InfoCons: Identifying Interpretable Critical Concepts in Point Clouds via Information Theory¶

Conference: ICML 2025
arXiv: 2505.19820
Code: infocons-pc
Area: Autonomous Driving / 3D Interpretability
Keywords: Point Cloud Explanation, Information Bottleneck, Critical Concepts, Explainable AI, Autonomous Driving

TL;DR¶

This paper proposes the InfoCons framework, which applies the Information Bottleneck (IB) principle to interpretable point cloud models. By training an attention bottleneck network, the framework decomposes point clouds into 3D concepts of varying importance. It introduces a learnable, unbiased prior to replace the fixed prior, generating conceptually cohesive explanations while ensuring faithfulness to model predictions.

Background & Motivation¶

Background: Point cloud models are widely deployed in safety-critical scenarios such as autonomous driving, where interpretability is crucial for diagnosis and reliability assessment. Existing point cloud explanation methods primarily rely on the "critical subset theory", attempting to extract subsets from point clouds that are most critical to model decisions.

Limitations of Prior Work: Existing methods fail to balance faithfulness and conceptual cohesion: (1) Maxpool-based Critical Points (CP): Relying solely on encoder outputs and ignoring the classifier's influence, these methods generate explanations that are unfaithful to the full model. (2) Gradient-based PCSAM: This approach approximates point removal by perturbing points toward the centroid, introducing a biased prior of "centroid singularity". For example, even if all 1,024 points overlap at the origin, PointNet still predicts it as a "guitar" with 99.2% confidence. Consequently, the extracted critical subsets always cluster in spatial corners rather than semantically meaningful parts.

Key Challenge: Faithfulness requires the critical subset to retain points with causal impact on predictions, while conceptual cohesion requires the subset to form user-understandable semantic structures (e.g., object parts).
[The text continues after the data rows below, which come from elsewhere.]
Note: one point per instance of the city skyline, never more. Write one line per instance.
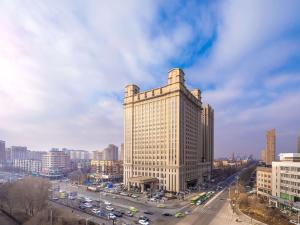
(63, 72)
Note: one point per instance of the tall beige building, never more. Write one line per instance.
(208, 133)
(271, 146)
(298, 144)
(122, 152)
(263, 155)
(163, 145)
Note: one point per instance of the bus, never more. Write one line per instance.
(195, 199)
(95, 189)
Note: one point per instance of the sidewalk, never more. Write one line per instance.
(248, 219)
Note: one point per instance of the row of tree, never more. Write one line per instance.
(29, 195)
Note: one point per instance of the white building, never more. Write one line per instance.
(55, 163)
(28, 165)
(79, 155)
(286, 180)
(110, 152)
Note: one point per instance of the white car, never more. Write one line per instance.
(143, 222)
(96, 211)
(88, 200)
(111, 216)
(294, 222)
(109, 208)
(107, 203)
(88, 205)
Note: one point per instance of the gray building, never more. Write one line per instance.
(2, 152)
(110, 152)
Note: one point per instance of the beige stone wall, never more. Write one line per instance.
(163, 134)
(271, 146)
(264, 181)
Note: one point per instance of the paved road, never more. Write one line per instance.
(124, 203)
(5, 220)
(217, 211)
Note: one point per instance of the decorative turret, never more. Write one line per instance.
(175, 75)
(131, 90)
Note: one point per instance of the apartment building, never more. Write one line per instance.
(55, 163)
(28, 165)
(18, 152)
(2, 152)
(264, 181)
(270, 147)
(163, 136)
(107, 169)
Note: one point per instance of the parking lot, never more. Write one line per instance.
(121, 207)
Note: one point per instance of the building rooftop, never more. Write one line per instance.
(292, 157)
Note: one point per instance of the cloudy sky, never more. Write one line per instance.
(64, 66)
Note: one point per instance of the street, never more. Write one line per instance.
(217, 211)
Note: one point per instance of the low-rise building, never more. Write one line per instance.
(55, 163)
(107, 169)
(28, 165)
(264, 182)
(286, 180)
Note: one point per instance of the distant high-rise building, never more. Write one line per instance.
(8, 154)
(122, 152)
(110, 152)
(79, 155)
(271, 146)
(163, 137)
(19, 152)
(298, 145)
(35, 155)
(208, 134)
(2, 152)
(55, 163)
(263, 155)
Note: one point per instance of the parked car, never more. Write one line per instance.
(143, 222)
(144, 218)
(179, 214)
(130, 214)
(88, 205)
(111, 216)
(109, 208)
(82, 206)
(118, 214)
(95, 210)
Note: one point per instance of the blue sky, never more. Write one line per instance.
(64, 66)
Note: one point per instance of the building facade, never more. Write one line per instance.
(264, 181)
(271, 146)
(298, 144)
(35, 155)
(286, 177)
(79, 155)
(121, 157)
(163, 136)
(263, 155)
(208, 134)
(110, 152)
(107, 167)
(2, 152)
(55, 163)
(98, 155)
(28, 165)
(18, 152)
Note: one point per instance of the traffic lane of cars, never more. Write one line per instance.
(107, 211)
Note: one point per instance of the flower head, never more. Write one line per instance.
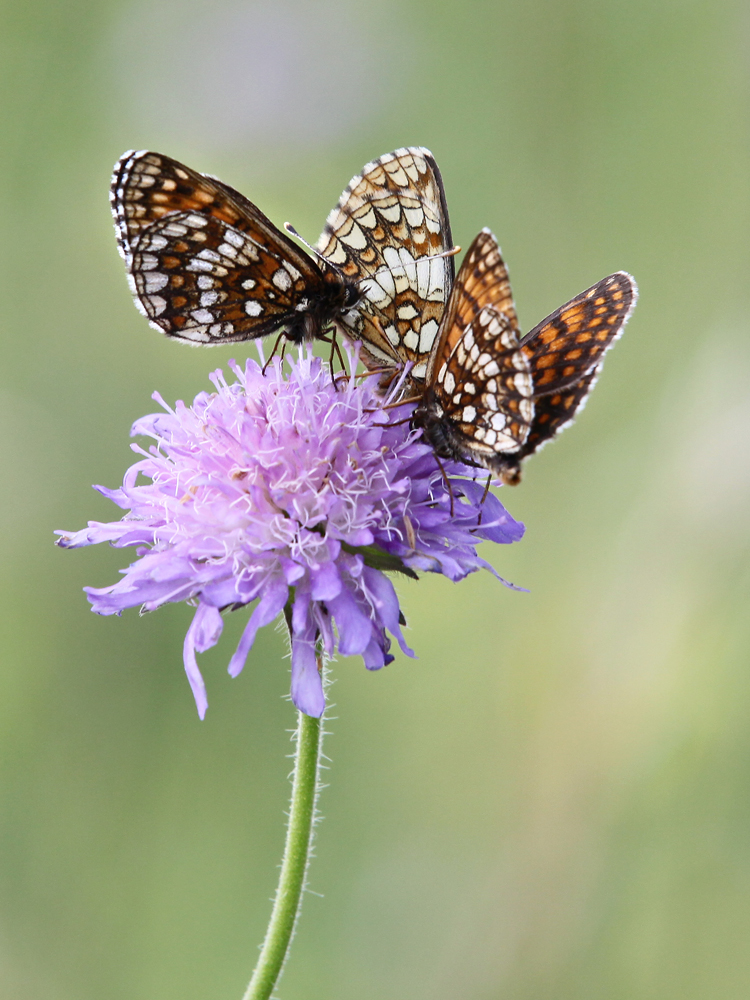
(299, 494)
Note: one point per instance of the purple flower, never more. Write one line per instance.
(297, 494)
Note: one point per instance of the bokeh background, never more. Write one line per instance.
(553, 801)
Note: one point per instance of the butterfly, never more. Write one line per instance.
(206, 266)
(493, 397)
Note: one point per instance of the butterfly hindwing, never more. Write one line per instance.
(556, 411)
(565, 346)
(206, 266)
(389, 220)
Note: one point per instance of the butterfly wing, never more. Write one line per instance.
(200, 280)
(565, 346)
(478, 401)
(482, 391)
(205, 265)
(389, 220)
(556, 411)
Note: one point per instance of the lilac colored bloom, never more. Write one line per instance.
(288, 491)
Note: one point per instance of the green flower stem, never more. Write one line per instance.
(288, 901)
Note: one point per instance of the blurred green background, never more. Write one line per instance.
(553, 801)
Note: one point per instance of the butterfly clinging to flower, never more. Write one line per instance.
(206, 266)
(492, 397)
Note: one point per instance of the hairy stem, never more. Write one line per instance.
(288, 901)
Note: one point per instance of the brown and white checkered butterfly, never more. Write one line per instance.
(492, 396)
(207, 267)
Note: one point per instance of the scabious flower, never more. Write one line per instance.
(299, 494)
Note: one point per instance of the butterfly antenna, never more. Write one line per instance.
(290, 229)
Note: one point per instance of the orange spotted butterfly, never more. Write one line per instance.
(207, 267)
(493, 397)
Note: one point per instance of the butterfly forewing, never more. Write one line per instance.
(482, 281)
(564, 347)
(205, 265)
(390, 219)
(478, 398)
(494, 398)
(201, 280)
(484, 387)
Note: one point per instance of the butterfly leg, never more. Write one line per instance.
(273, 352)
(447, 484)
(484, 497)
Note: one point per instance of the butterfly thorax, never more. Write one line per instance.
(315, 315)
(448, 442)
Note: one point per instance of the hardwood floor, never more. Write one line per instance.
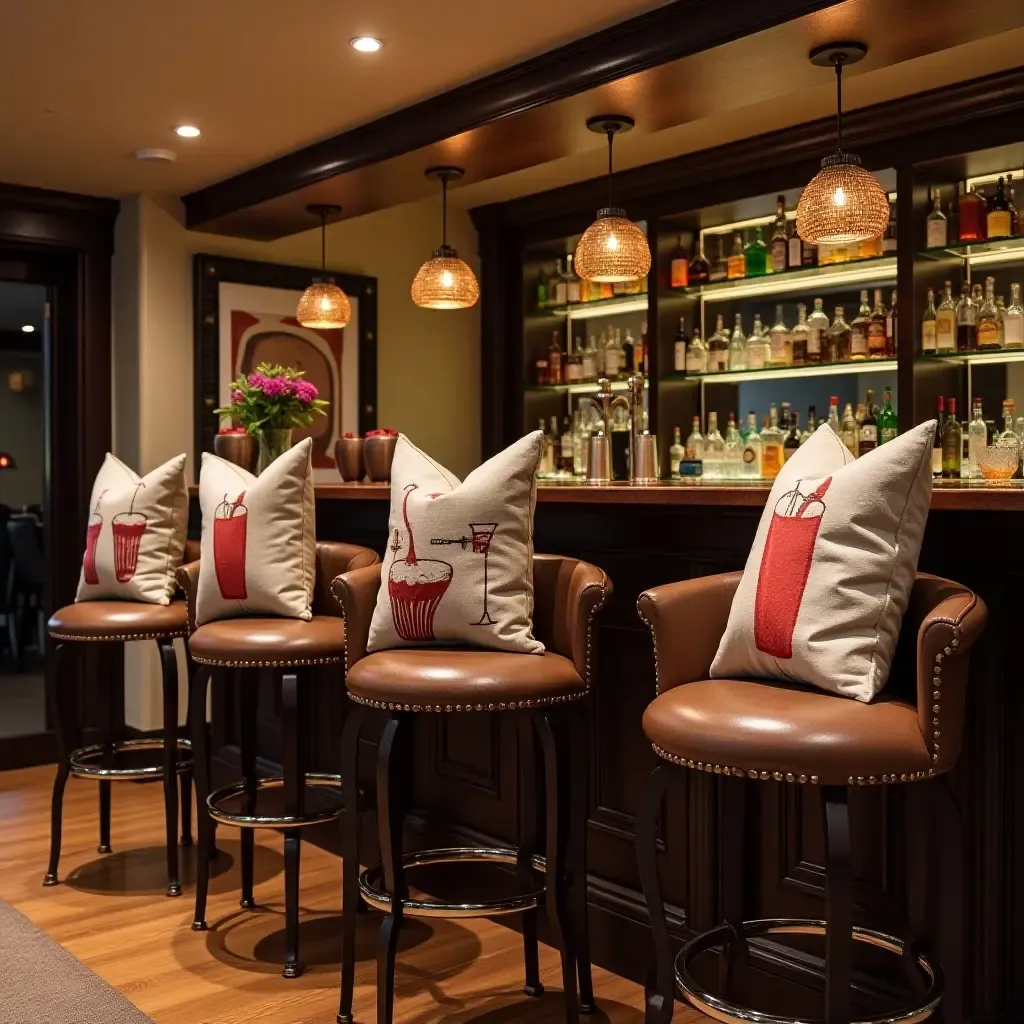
(111, 911)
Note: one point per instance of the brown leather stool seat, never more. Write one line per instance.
(765, 729)
(458, 679)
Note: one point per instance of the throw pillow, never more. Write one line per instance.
(135, 538)
(459, 565)
(829, 574)
(259, 538)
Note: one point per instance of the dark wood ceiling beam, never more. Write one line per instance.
(669, 33)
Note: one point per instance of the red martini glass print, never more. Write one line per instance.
(230, 520)
(127, 528)
(416, 586)
(785, 566)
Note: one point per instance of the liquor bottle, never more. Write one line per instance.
(792, 442)
(849, 431)
(756, 256)
(679, 268)
(718, 348)
(837, 347)
(945, 323)
(817, 327)
(888, 426)
(998, 223)
(694, 443)
(737, 262)
(967, 324)
(799, 336)
(858, 329)
(676, 454)
(937, 440)
(698, 271)
(1013, 320)
(772, 439)
(696, 354)
(779, 238)
(877, 329)
(977, 438)
(952, 444)
(737, 345)
(679, 355)
(928, 340)
(936, 226)
(988, 320)
(972, 218)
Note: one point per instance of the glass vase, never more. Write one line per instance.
(271, 444)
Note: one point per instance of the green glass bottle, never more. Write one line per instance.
(887, 419)
(757, 256)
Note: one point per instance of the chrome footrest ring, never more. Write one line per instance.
(372, 883)
(86, 762)
(730, 1013)
(326, 783)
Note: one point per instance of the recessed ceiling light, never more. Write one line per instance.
(366, 44)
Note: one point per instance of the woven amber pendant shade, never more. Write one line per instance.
(843, 203)
(445, 282)
(324, 305)
(612, 249)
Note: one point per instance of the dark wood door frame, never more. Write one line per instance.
(65, 243)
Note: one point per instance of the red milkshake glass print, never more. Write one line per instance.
(230, 520)
(127, 528)
(785, 565)
(416, 586)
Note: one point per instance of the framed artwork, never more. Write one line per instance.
(245, 314)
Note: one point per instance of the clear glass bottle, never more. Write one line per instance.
(817, 328)
(780, 343)
(737, 345)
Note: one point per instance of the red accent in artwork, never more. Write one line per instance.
(230, 521)
(416, 586)
(785, 565)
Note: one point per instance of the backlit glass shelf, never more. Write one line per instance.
(785, 373)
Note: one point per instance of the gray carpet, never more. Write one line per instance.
(42, 983)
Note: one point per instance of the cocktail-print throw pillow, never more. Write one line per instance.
(259, 538)
(459, 564)
(135, 537)
(829, 576)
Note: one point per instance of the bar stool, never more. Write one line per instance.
(88, 633)
(290, 649)
(773, 731)
(546, 691)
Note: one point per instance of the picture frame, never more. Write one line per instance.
(244, 313)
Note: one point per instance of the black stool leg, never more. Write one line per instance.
(201, 765)
(528, 829)
(579, 754)
(551, 729)
(839, 905)
(659, 989)
(393, 762)
(64, 716)
(350, 857)
(169, 665)
(247, 697)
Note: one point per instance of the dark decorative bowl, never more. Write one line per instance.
(379, 453)
(348, 456)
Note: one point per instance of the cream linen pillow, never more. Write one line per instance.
(459, 565)
(135, 538)
(834, 560)
(259, 538)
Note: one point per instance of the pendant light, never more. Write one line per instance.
(324, 305)
(843, 203)
(612, 249)
(444, 282)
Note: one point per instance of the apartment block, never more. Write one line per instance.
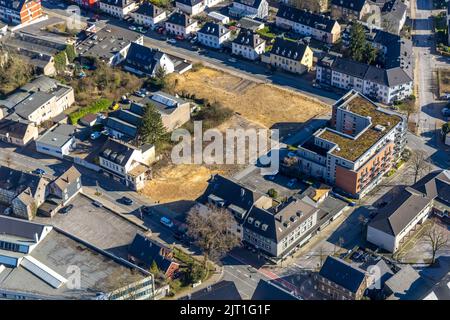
(362, 143)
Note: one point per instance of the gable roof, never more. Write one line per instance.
(289, 49)
(214, 29)
(147, 251)
(393, 218)
(248, 38)
(307, 18)
(142, 58)
(355, 5)
(342, 273)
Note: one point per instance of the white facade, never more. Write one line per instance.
(248, 52)
(213, 41)
(181, 30)
(147, 20)
(117, 11)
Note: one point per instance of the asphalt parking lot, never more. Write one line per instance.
(97, 226)
(280, 183)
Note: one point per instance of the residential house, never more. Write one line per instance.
(35, 258)
(22, 192)
(148, 14)
(191, 7)
(277, 231)
(349, 10)
(339, 280)
(20, 12)
(409, 208)
(144, 251)
(126, 163)
(57, 142)
(181, 24)
(238, 199)
(383, 84)
(213, 35)
(17, 132)
(290, 56)
(174, 111)
(143, 60)
(249, 8)
(248, 45)
(313, 6)
(109, 44)
(117, 8)
(40, 100)
(60, 192)
(318, 26)
(360, 146)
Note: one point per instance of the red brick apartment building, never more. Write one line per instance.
(361, 144)
(20, 11)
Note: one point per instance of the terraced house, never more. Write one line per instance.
(291, 56)
(318, 26)
(362, 144)
(20, 12)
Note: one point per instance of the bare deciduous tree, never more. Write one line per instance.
(211, 229)
(419, 163)
(437, 238)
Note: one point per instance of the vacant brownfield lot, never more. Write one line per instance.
(261, 103)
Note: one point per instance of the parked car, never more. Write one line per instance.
(95, 135)
(126, 200)
(167, 222)
(146, 210)
(446, 112)
(39, 171)
(97, 204)
(66, 209)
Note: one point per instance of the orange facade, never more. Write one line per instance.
(354, 182)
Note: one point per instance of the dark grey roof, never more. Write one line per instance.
(248, 38)
(342, 274)
(149, 10)
(17, 181)
(406, 204)
(116, 151)
(276, 223)
(214, 29)
(307, 18)
(231, 193)
(15, 129)
(355, 5)
(180, 19)
(250, 3)
(190, 3)
(142, 58)
(20, 228)
(288, 49)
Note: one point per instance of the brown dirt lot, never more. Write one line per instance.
(261, 103)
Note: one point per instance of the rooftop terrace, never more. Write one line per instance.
(352, 149)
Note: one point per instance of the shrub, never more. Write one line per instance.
(97, 106)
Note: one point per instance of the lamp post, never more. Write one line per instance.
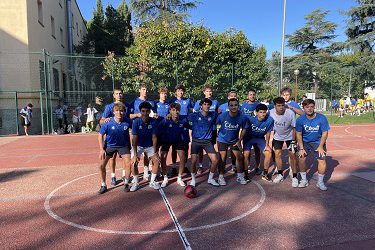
(296, 73)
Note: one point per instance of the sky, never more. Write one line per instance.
(260, 20)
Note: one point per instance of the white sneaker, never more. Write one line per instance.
(241, 180)
(303, 183)
(134, 187)
(321, 186)
(279, 178)
(294, 182)
(154, 185)
(213, 182)
(164, 183)
(222, 181)
(181, 183)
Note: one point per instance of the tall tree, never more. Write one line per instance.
(170, 11)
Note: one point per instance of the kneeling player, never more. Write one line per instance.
(172, 132)
(117, 139)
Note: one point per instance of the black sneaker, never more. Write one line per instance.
(258, 171)
(266, 177)
(113, 182)
(102, 189)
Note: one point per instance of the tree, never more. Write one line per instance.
(171, 11)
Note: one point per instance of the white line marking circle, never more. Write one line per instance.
(188, 229)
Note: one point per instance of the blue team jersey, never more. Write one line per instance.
(162, 108)
(312, 129)
(202, 125)
(248, 109)
(172, 131)
(213, 108)
(108, 110)
(259, 129)
(144, 131)
(134, 105)
(294, 105)
(186, 105)
(117, 134)
(230, 127)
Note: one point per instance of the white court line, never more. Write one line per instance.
(175, 221)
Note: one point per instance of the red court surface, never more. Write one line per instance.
(48, 199)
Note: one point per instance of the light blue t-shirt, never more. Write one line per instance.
(230, 127)
(313, 129)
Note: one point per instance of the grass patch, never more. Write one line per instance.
(350, 119)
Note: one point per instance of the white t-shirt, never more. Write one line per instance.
(283, 125)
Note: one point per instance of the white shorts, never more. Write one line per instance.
(140, 150)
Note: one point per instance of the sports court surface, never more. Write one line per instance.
(48, 199)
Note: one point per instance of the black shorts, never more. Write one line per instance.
(279, 144)
(197, 145)
(121, 151)
(175, 146)
(224, 146)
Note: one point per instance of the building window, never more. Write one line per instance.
(53, 27)
(62, 37)
(40, 12)
(56, 81)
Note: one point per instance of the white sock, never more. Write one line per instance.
(320, 178)
(153, 176)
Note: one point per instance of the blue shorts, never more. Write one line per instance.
(312, 147)
(258, 142)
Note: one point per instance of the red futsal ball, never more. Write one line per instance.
(190, 191)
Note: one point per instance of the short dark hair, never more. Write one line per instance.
(286, 89)
(145, 105)
(205, 100)
(307, 102)
(233, 100)
(279, 100)
(179, 86)
(261, 106)
(119, 105)
(176, 106)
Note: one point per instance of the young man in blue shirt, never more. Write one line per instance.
(135, 112)
(117, 138)
(144, 131)
(312, 133)
(231, 122)
(107, 114)
(258, 136)
(201, 125)
(207, 92)
(171, 134)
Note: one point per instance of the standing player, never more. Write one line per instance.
(186, 108)
(207, 91)
(284, 132)
(230, 125)
(258, 135)
(116, 132)
(107, 114)
(248, 109)
(135, 112)
(144, 132)
(312, 133)
(171, 134)
(202, 123)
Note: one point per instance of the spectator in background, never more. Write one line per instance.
(26, 115)
(90, 112)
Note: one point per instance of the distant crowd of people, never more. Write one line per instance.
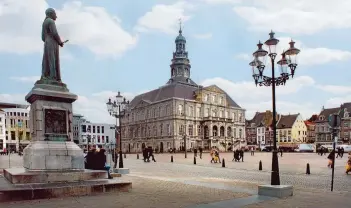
(147, 153)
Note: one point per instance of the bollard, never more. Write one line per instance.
(308, 169)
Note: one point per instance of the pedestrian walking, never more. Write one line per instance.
(242, 155)
(330, 159)
(348, 165)
(151, 154)
(145, 155)
(200, 150)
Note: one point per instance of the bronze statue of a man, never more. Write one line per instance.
(52, 41)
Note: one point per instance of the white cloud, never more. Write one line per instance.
(243, 56)
(203, 36)
(85, 26)
(222, 1)
(259, 98)
(94, 108)
(164, 18)
(13, 98)
(30, 79)
(296, 17)
(335, 89)
(307, 55)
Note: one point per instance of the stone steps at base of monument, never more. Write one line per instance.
(21, 176)
(115, 175)
(14, 192)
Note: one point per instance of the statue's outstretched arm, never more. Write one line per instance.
(54, 32)
(43, 35)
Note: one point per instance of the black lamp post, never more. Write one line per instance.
(258, 64)
(115, 108)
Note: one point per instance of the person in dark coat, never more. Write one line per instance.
(200, 150)
(330, 158)
(151, 154)
(145, 155)
(242, 155)
(115, 157)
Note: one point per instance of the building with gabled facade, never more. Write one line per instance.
(259, 128)
(291, 130)
(182, 113)
(323, 130)
(345, 127)
(2, 130)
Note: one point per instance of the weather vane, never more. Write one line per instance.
(180, 24)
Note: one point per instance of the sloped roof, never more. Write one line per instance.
(173, 90)
(326, 112)
(230, 101)
(344, 106)
(308, 123)
(257, 119)
(12, 105)
(287, 121)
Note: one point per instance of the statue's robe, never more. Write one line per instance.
(51, 57)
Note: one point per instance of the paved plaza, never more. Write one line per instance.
(183, 184)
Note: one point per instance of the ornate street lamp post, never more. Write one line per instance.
(288, 60)
(115, 109)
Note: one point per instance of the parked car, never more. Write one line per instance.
(267, 148)
(304, 148)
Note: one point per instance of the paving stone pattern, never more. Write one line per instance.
(145, 193)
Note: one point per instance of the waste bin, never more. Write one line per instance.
(96, 160)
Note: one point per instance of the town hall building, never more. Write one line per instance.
(182, 114)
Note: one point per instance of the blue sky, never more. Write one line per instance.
(127, 46)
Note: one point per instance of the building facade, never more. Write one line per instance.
(323, 130)
(345, 126)
(2, 130)
(97, 135)
(77, 124)
(17, 132)
(260, 128)
(251, 133)
(291, 130)
(311, 135)
(182, 114)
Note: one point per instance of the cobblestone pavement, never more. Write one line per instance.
(144, 194)
(183, 184)
(237, 171)
(293, 163)
(303, 199)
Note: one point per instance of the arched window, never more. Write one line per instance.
(229, 132)
(221, 131)
(180, 109)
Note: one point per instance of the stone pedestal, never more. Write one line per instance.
(121, 170)
(52, 147)
(53, 156)
(279, 191)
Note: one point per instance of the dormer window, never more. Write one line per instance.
(346, 114)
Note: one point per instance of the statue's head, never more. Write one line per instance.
(50, 12)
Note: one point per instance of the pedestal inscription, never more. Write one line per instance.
(55, 125)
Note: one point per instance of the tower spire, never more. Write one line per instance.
(180, 67)
(180, 26)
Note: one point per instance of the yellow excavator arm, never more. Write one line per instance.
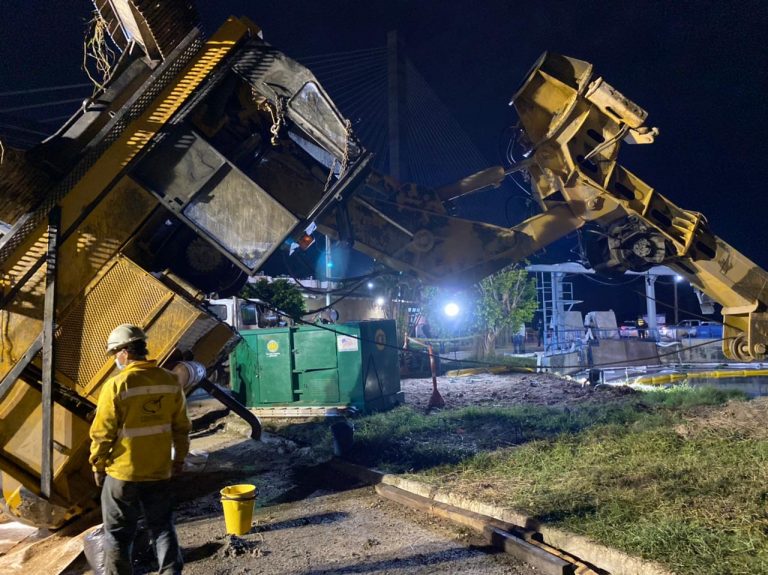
(198, 159)
(573, 125)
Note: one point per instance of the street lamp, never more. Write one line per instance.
(677, 280)
(451, 309)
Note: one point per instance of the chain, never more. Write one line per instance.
(276, 111)
(344, 163)
(97, 48)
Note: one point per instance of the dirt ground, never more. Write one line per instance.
(504, 390)
(309, 521)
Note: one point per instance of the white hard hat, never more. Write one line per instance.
(123, 335)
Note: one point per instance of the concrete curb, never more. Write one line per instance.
(577, 546)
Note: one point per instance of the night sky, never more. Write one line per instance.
(700, 69)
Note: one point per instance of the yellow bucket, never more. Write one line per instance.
(238, 502)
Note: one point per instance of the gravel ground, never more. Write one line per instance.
(350, 532)
(307, 521)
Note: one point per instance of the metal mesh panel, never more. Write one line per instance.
(158, 82)
(124, 295)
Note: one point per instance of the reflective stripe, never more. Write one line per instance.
(143, 431)
(149, 390)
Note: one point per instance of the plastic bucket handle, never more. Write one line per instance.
(243, 492)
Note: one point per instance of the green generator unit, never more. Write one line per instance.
(317, 369)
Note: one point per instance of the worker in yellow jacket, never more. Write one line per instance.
(141, 415)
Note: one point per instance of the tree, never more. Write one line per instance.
(280, 295)
(506, 299)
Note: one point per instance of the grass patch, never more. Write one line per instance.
(697, 505)
(621, 474)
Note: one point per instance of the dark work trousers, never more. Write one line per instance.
(121, 505)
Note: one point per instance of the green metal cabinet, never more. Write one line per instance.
(352, 365)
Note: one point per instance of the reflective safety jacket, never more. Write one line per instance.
(141, 413)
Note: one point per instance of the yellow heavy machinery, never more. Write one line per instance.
(198, 159)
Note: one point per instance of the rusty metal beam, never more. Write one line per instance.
(49, 328)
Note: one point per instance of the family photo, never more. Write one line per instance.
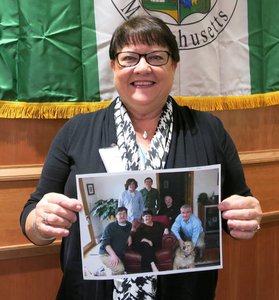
(153, 222)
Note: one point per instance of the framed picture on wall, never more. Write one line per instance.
(111, 187)
(90, 189)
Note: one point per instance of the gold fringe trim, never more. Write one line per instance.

The spatial clustering of PCSAM is caused by its biased prior rather than model behavior, whereas CP, despite being model-dependent, neglects the classifier.

Goal: How to extract critical subsets that are both faithful to the entire model (encoder + classifier) and aligned with human perceptual priors?

Key Insight: The authors observe that the VIB-for-Attribution framework, originally designed for 2D image explanations (which selects the most informative features via an information bottleneck), can be adapted to point clouds. However, two key issues must be resolved: (1) The disorder and information redundancy of point clouds necessitate different selection strategies. (2) In hierarchical or attention-based models, point features are highly entangled, rendering simple point-wise masking ineffective.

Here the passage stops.